Кир молча включил телефон, посмотрел на дисплей и замер. Четыре пропущенных звонка от мамы, и два сообщения. От нее же. Один пропущенный от отчима. Удивительно, что он вмешался и попытался выйти с ним на связь. Видимо, мама совсем расклеилась.
– Спасибо! – Женя вытер руку о колено и небрежно вырвал сотовый из пальцев Кирилла. Тот даже не успел выругаться, повернулся к другу, а Женек уже стучал по экрану, набирая номер «своего Солнца».
– Наизусть знаешь?
– Что?
– Телефон. Наизусть знаешь номер Марины.
– Ну да, – Ситков прижал сотовый к уху, – куда же без этого.
Удар. Точечный. Острый. Затем еще один. Бродский неторопливо отвернулся и уставился вдаль, слыша, как оглушительно громко и чертовски медленно бьется его сердце. Ничего. Жизнь вразвалочку продолжает расхаживать по улицам, летать по ветру, врезаться в чьи-то спины, прятаться в чьих-то глазах, она не стоит на месте, не оборачивается на крики, не замечает перекошенных лиц. Сжатых рук. Мокрых щек. Сломленных тел. Все в порядке, все отлично. У жизни все просто превосходно. Это у нас проблемы.

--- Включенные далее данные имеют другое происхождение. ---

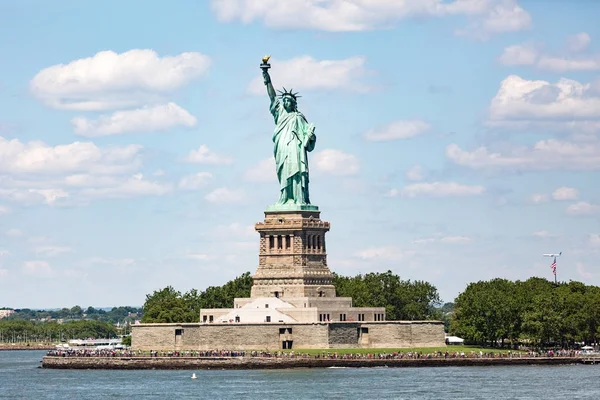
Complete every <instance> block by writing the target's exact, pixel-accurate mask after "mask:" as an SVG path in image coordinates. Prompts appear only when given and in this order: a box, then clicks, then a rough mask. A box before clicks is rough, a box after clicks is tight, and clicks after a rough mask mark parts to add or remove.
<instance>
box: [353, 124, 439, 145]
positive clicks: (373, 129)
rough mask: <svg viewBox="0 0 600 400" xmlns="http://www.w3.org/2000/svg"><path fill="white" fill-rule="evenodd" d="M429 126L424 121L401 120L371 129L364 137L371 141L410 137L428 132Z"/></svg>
mask: <svg viewBox="0 0 600 400" xmlns="http://www.w3.org/2000/svg"><path fill="white" fill-rule="evenodd" d="M429 128H430V126H429V124H428V123H427V122H424V121H420V120H406V121H403V120H400V121H394V122H391V123H389V124H387V125H385V126H383V127H380V128H377V129H371V130H370V131H368V132H366V133H365V134H364V137H365V139H367V140H371V141H387V140H398V139H408V138H412V137H415V136H418V135H421V134H423V133H425V132H427V131H428V130H429Z"/></svg>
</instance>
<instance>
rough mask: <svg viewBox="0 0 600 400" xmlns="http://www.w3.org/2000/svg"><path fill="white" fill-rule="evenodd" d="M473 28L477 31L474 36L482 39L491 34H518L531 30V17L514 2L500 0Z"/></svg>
mask: <svg viewBox="0 0 600 400" xmlns="http://www.w3.org/2000/svg"><path fill="white" fill-rule="evenodd" d="M474 28H476V29H477V31H475V35H476V36H479V37H482V38H486V37H487V36H488V35H489V34H491V33H503V32H518V31H522V30H525V29H529V28H531V16H530V15H529V13H528V12H527V11H525V10H524V9H523V8H522V7H520V6H519V5H518V4H517V2H516V1H514V0H502V1H499V2H497V3H496V4H494V5H493V6H492V7H491V9H490V10H489V12H488V13H487V15H486V16H485V17H484V18H483V20H482V21H481V22H480V23H476V24H475V25H474ZM479 30H481V31H479Z"/></svg>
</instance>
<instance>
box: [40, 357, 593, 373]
mask: <svg viewBox="0 0 600 400" xmlns="http://www.w3.org/2000/svg"><path fill="white" fill-rule="evenodd" d="M599 361H600V360H599ZM582 363H585V360H584V359H583V358H581V357H514V358H510V357H504V358H447V359H444V358H418V359H342V358H282V357H57V356H46V357H43V359H42V361H41V368H48V369H107V370H144V369H146V370H147V369H163V370H192V369H195V370H209V369H222V370H244V369H293V368H377V367H391V368H406V367H474V366H486V367H487V366H506V365H567V364H582Z"/></svg>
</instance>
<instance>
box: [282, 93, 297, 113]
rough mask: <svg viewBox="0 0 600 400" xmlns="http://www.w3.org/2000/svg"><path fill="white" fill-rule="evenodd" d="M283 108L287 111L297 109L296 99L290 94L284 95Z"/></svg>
mask: <svg viewBox="0 0 600 400" xmlns="http://www.w3.org/2000/svg"><path fill="white" fill-rule="evenodd" d="M283 108H285V111H287V112H292V111H295V110H296V101H295V100H294V99H293V98H291V97H290V96H284V97H283Z"/></svg>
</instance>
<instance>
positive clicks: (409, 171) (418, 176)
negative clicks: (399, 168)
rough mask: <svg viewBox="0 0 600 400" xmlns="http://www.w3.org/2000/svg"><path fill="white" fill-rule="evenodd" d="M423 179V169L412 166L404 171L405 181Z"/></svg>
mask: <svg viewBox="0 0 600 400" xmlns="http://www.w3.org/2000/svg"><path fill="white" fill-rule="evenodd" d="M424 177H425V172H424V171H423V167H421V166H420V165H413V166H412V167H410V168H409V169H408V171H406V179H408V180H409V181H421V180H423V178H424Z"/></svg>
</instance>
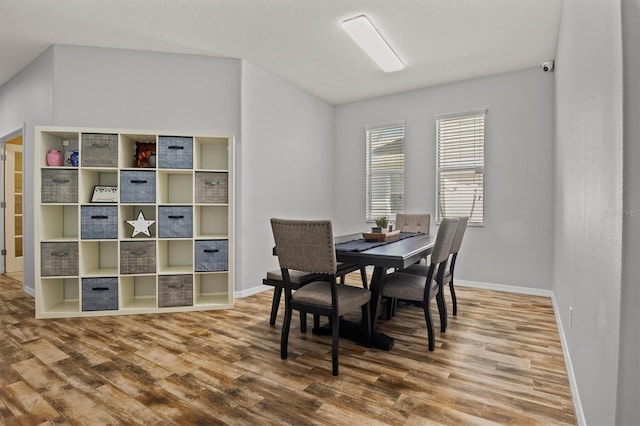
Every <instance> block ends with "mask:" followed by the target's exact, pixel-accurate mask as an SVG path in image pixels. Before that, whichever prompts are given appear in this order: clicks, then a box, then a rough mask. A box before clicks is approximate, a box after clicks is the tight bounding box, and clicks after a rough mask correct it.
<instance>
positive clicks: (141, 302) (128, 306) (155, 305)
mask: <svg viewBox="0 0 640 426" xmlns="http://www.w3.org/2000/svg"><path fill="white" fill-rule="evenodd" d="M156 286H157V284H156V275H155V274H153V275H135V276H126V277H120V299H121V301H122V303H121V306H122V308H123V309H155V308H157V304H158V302H157V292H156Z"/></svg>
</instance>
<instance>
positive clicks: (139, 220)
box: [127, 210, 156, 238]
mask: <svg viewBox="0 0 640 426" xmlns="http://www.w3.org/2000/svg"><path fill="white" fill-rule="evenodd" d="M155 222H156V221H155V220H147V219H145V218H144V213H143V212H142V210H140V213H138V218H137V219H136V220H127V223H128V224H129V225H131V226H133V235H131V238H133V237H135V236H136V235H138V234H144V235H146V236H147V237H150V236H151V233H150V232H149V227H150V226H151V225H152V224H154V223H155Z"/></svg>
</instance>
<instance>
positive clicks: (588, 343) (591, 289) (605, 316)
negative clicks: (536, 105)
mask: <svg viewBox="0 0 640 426" xmlns="http://www.w3.org/2000/svg"><path fill="white" fill-rule="evenodd" d="M634 25H637V22H635V24H634ZM622 93H623V85H622V38H621V16H620V2H619V1H601V0H579V1H578V0H565V1H564V4H563V11H562V20H561V27H560V36H559V40H558V47H557V56H556V111H557V114H556V123H557V126H556V164H555V175H556V194H555V199H554V219H555V224H554V229H555V233H554V243H553V246H554V269H553V292H554V296H555V301H556V307H557V312H556V314H557V316H558V317H559V318H560V320H561V321H560V322H561V324H560V326H561V333H563V335H564V340H565V344H566V346H565V348H566V354H567V355H568V359H570V364H571V365H572V370H573V374H574V375H575V385H576V387H577V394H574V396H575V397H576V398H575V399H576V402H577V403H579V404H581V407H582V411H583V412H584V418H583V419H579V420H581V422H582V421H586V422H587V423H588V424H592V425H611V424H615V422H616V417H615V412H616V400H617V398H618V396H617V392H618V388H617V383H618V355H619V353H618V348H619V347H620V297H621V265H622V263H621V259H622V237H623V235H622V229H623V228H622V225H623V219H622V217H623V204H622V200H623V198H622V195H623V192H622V190H623V172H622V171H623V161H622V154H623V133H622V118H623V116H622V107H623V96H622ZM634 120H636V121H637V120H638V118H637V117H634ZM634 262H635V263H637V259H635V260H634ZM635 285H636V286H637V282H635ZM570 308H573V317H572V318H571V317H570ZM635 309H637V305H636V307H635ZM636 326H637V323H636ZM637 343H638V342H637V340H636V341H635V343H634V344H635V345H637ZM638 402H639V401H638V394H636V395H635V404H636V405H638Z"/></svg>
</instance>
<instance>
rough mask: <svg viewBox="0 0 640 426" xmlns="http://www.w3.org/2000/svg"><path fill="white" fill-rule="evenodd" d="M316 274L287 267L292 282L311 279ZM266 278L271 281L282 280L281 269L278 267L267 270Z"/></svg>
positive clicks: (281, 273) (297, 282) (303, 281)
mask: <svg viewBox="0 0 640 426" xmlns="http://www.w3.org/2000/svg"><path fill="white" fill-rule="evenodd" d="M317 276H318V274H311V273H309V272H303V271H296V270H295V269H289V279H290V280H291V282H292V283H294V284H300V283H304V282H308V281H313V280H314V279H315V278H316V277H317ZM267 279H268V280H273V281H282V271H280V269H274V270H273V271H269V272H267Z"/></svg>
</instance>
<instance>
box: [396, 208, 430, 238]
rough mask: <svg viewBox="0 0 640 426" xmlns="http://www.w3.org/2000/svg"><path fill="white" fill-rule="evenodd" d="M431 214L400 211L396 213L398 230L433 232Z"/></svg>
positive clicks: (403, 230) (405, 230)
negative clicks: (431, 219) (432, 231)
mask: <svg viewBox="0 0 640 426" xmlns="http://www.w3.org/2000/svg"><path fill="white" fill-rule="evenodd" d="M430 227H431V215H430V214H429V213H418V214H416V213H398V214H397V215H396V228H395V229H396V230H399V231H402V232H421V233H423V234H427V235H429V233H430V232H431V228H430Z"/></svg>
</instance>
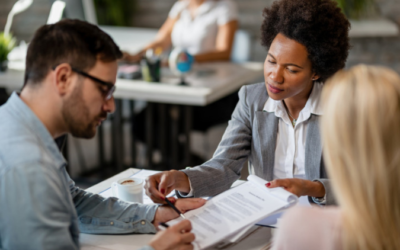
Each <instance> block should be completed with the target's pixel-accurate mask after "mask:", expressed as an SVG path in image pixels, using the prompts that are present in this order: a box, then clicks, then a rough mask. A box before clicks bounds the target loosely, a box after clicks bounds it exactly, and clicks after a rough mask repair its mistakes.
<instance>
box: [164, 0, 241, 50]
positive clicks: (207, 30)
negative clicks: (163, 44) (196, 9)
mask: <svg viewBox="0 0 400 250" xmlns="http://www.w3.org/2000/svg"><path fill="white" fill-rule="evenodd" d="M189 1H190V0H181V1H177V2H176V3H175V4H174V6H172V9H171V11H170V12H169V17H170V18H178V20H177V21H176V22H175V25H174V27H173V30H172V34H171V39H172V45H173V46H174V47H181V48H184V49H186V50H187V51H188V52H189V53H190V54H192V55H196V54H200V53H205V52H209V51H214V50H215V49H216V40H217V34H218V27H219V26H221V25H224V24H226V23H228V22H230V21H232V20H236V19H237V8H236V5H235V3H234V2H232V1H231V0H220V1H215V0H214V1H213V0H206V1H204V3H203V4H202V5H200V6H199V7H198V8H197V10H196V13H195V16H194V18H193V19H192V16H191V14H190V11H189V9H188V8H187V7H188V5H189Z"/></svg>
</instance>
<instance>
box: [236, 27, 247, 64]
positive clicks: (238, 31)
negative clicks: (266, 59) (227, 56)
mask: <svg viewBox="0 0 400 250" xmlns="http://www.w3.org/2000/svg"><path fill="white" fill-rule="evenodd" d="M250 51H251V38H250V34H249V33H248V32H247V31H244V30H237V31H236V33H235V38H234V41H233V47H232V52H231V61H232V62H237V63H240V62H247V61H249V60H250Z"/></svg>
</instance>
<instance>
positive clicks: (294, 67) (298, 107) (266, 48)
mask: <svg viewBox="0 0 400 250" xmlns="http://www.w3.org/2000/svg"><path fill="white" fill-rule="evenodd" d="M263 15H264V21H263V23H262V27H261V32H262V38H261V41H262V44H263V46H265V48H266V49H267V51H268V54H267V57H266V59H265V64H264V78H265V81H264V82H263V83H258V84H252V85H247V86H243V87H242V88H241V90H240V91H239V103H238V104H237V106H236V109H235V111H234V112H233V114H232V118H231V120H230V121H229V125H228V127H227V129H226V131H225V133H224V136H223V138H222V140H221V142H220V144H219V146H218V148H217V150H216V152H215V154H214V156H213V158H212V159H210V160H209V161H207V162H205V163H204V164H202V165H201V166H197V167H194V168H189V169H185V170H182V171H174V170H173V171H169V172H163V173H161V174H157V175H154V176H151V177H150V178H149V179H148V180H147V183H146V189H147V193H148V194H149V195H151V196H152V198H153V200H155V201H157V202H160V201H161V199H160V198H161V197H164V195H165V194H168V193H169V192H170V191H171V190H173V189H175V190H177V191H178V195H180V196H184V197H187V196H195V197H202V196H213V195H216V194H218V193H221V192H223V191H225V190H227V189H229V188H230V187H231V185H232V183H233V182H234V181H235V180H237V179H238V178H239V177H240V173H241V170H242V168H243V166H245V165H246V163H247V162H248V165H249V172H250V174H254V175H257V176H259V177H261V178H263V179H266V180H268V181H269V182H268V183H267V184H266V186H267V187H268V188H272V187H283V188H285V189H286V190H288V191H290V192H292V193H294V194H296V195H298V196H304V197H306V198H307V196H308V200H309V201H310V202H314V203H317V204H328V205H329V204H334V203H335V199H334V197H333V194H332V192H331V188H330V185H329V180H328V179H327V174H326V171H325V167H324V163H323V160H322V146H321V138H320V131H319V125H318V124H319V119H320V117H321V115H322V111H321V106H320V101H319V99H320V95H321V91H322V88H323V86H324V82H325V80H326V79H328V78H329V77H330V76H332V75H333V74H334V73H335V72H337V71H338V70H340V69H342V68H343V67H344V66H345V62H346V58H347V55H348V51H349V38H348V31H349V28H350V23H349V21H348V20H347V19H346V17H345V16H344V15H343V14H342V12H341V10H340V8H339V7H338V6H337V3H336V2H335V1H332V0H301V1H299V0H278V1H275V2H274V3H273V4H272V6H271V7H268V8H265V9H264V12H263ZM159 197H160V198H159ZM306 200H307V199H306Z"/></svg>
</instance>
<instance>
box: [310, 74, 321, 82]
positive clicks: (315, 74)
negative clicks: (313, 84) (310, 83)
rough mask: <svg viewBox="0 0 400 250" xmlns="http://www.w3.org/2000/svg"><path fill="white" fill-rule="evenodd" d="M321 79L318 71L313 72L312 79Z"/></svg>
mask: <svg viewBox="0 0 400 250" xmlns="http://www.w3.org/2000/svg"><path fill="white" fill-rule="evenodd" d="M318 79H319V75H317V73H313V75H312V77H311V80H312V81H316V80H318Z"/></svg>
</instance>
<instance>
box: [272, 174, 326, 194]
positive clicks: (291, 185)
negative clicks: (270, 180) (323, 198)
mask: <svg viewBox="0 0 400 250" xmlns="http://www.w3.org/2000/svg"><path fill="white" fill-rule="evenodd" d="M265 186H267V187H268V188H275V187H282V188H284V189H285V190H286V191H289V192H291V193H292V194H295V195H297V196H299V197H300V196H304V195H308V196H312V197H323V196H324V195H325V188H324V185H322V183H321V182H319V181H309V180H304V179H298V178H288V179H277V180H273V181H271V182H269V183H267V184H266V185H265Z"/></svg>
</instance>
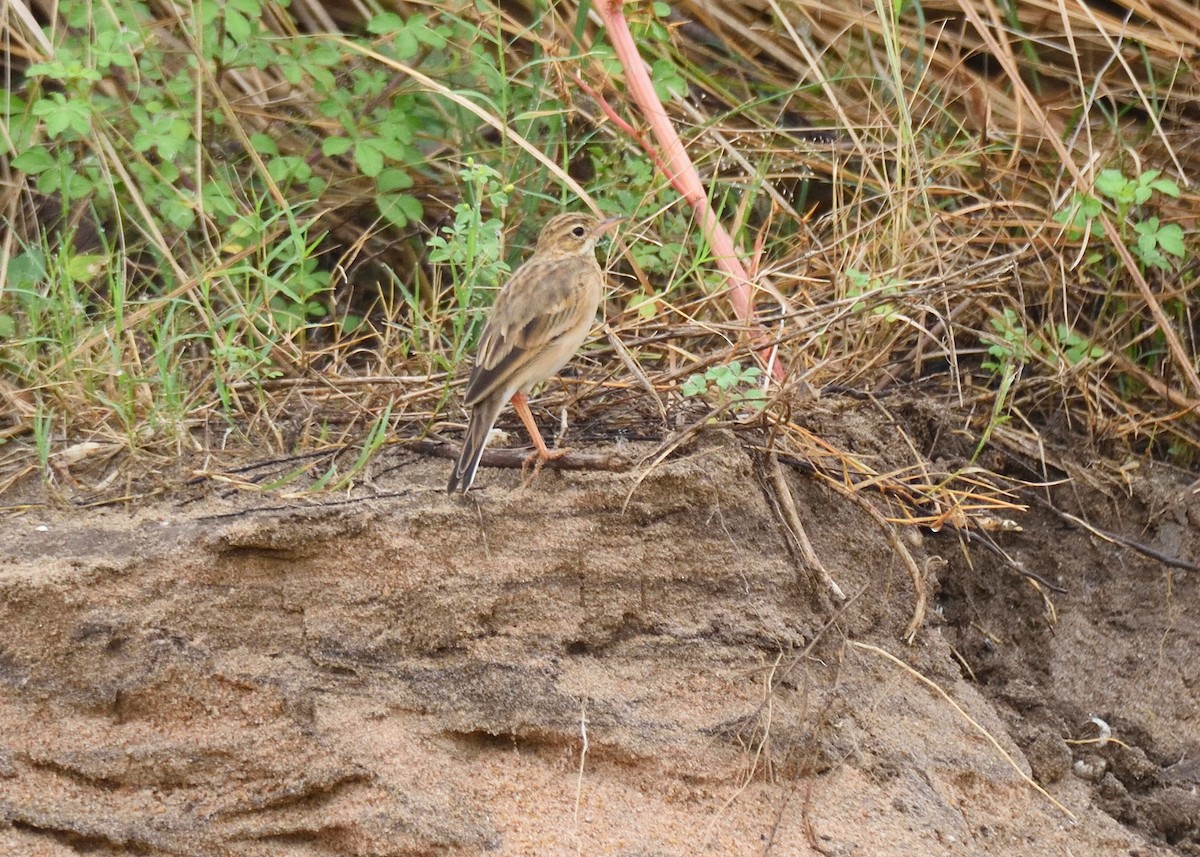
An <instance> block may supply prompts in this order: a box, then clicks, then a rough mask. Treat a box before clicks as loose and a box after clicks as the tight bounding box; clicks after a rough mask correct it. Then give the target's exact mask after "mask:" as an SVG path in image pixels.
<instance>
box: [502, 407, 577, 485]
mask: <svg viewBox="0 0 1200 857" xmlns="http://www.w3.org/2000/svg"><path fill="white" fill-rule="evenodd" d="M512 407H514V408H516V412H517V416H520V418H521V421H522V422H523V424H524V427H526V431H527V432H529V437H530V438H532V439H533V445H534V447H536V448H538V450H536V451H535V453H533V454H530V455H529V457H528V459H526V462H524V465H522V467H521V471H522V473H523V472H524V468H526V467H528V466H529V462H530V461H534V460H535V459H536V462H535V463H534V468H533V473H534V475H538V471H540V469H541V466H542V465H544V463H546V462H547V461H552V460H554V459H562V457H563V456H564V455H566V454H568V453H570V451H571V450H570V449H569V448H566V447H564V448H562V449H550V448H548V447H547V445H546V442H545V441H542V439H541V432H540V431H538V424H536V422H534V421H533V413H532V412H530V410H529V398H528V397H527V396H526V395H524V394H523V392H521V391H520V390H518V391H517V392H514V394H512Z"/></svg>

– Ага, хорошо, как скажешь, Солнце, я понял,– Ситков откинул назад голову, – да-да, я же сказал, что понял, не тараторь.
Парень сбросил звонок и протяжно выдохнул, но Кирилл не спешил оборачиваться. Все сжимал в пальцах сигарету и даже не чувствовал, что пепел валится на колено, не обращал на это внимания, словно боль, пусть крошечная, не ощущалась во всем теле.
– Ты чего?
– Что?
– Эй, – Женя толкнул Бродского по плечу, и тот с неохотой посмотрел на него. – Прекрати себя так загружать, поэт. Это просто подработка, а не дело моей жизни. Не ожидал, что ты так отреагируешь, честное слово, не ожидал. Знал бы, сто раз подумал.
Подработка, дело жизни? Кир не сразу понял, о чем идет речь, но затем быстро включился в реальность. Выбросил сигарету и, стряхивая с джинсов пепел, проговорил:
– Солнце сегодня доброжелательно настроено?
– Вечно ты язвишь.
– И в мыслях не было.
– Потому что все девчонки к ногам твоим падали. А я пока встретил Маринку, чуть с ума не сошел. Кому нужны такие кудри, а такие широкие ноздри?
– Уверен, проблема именно в ноздрях. Твой болтливый язык не причем.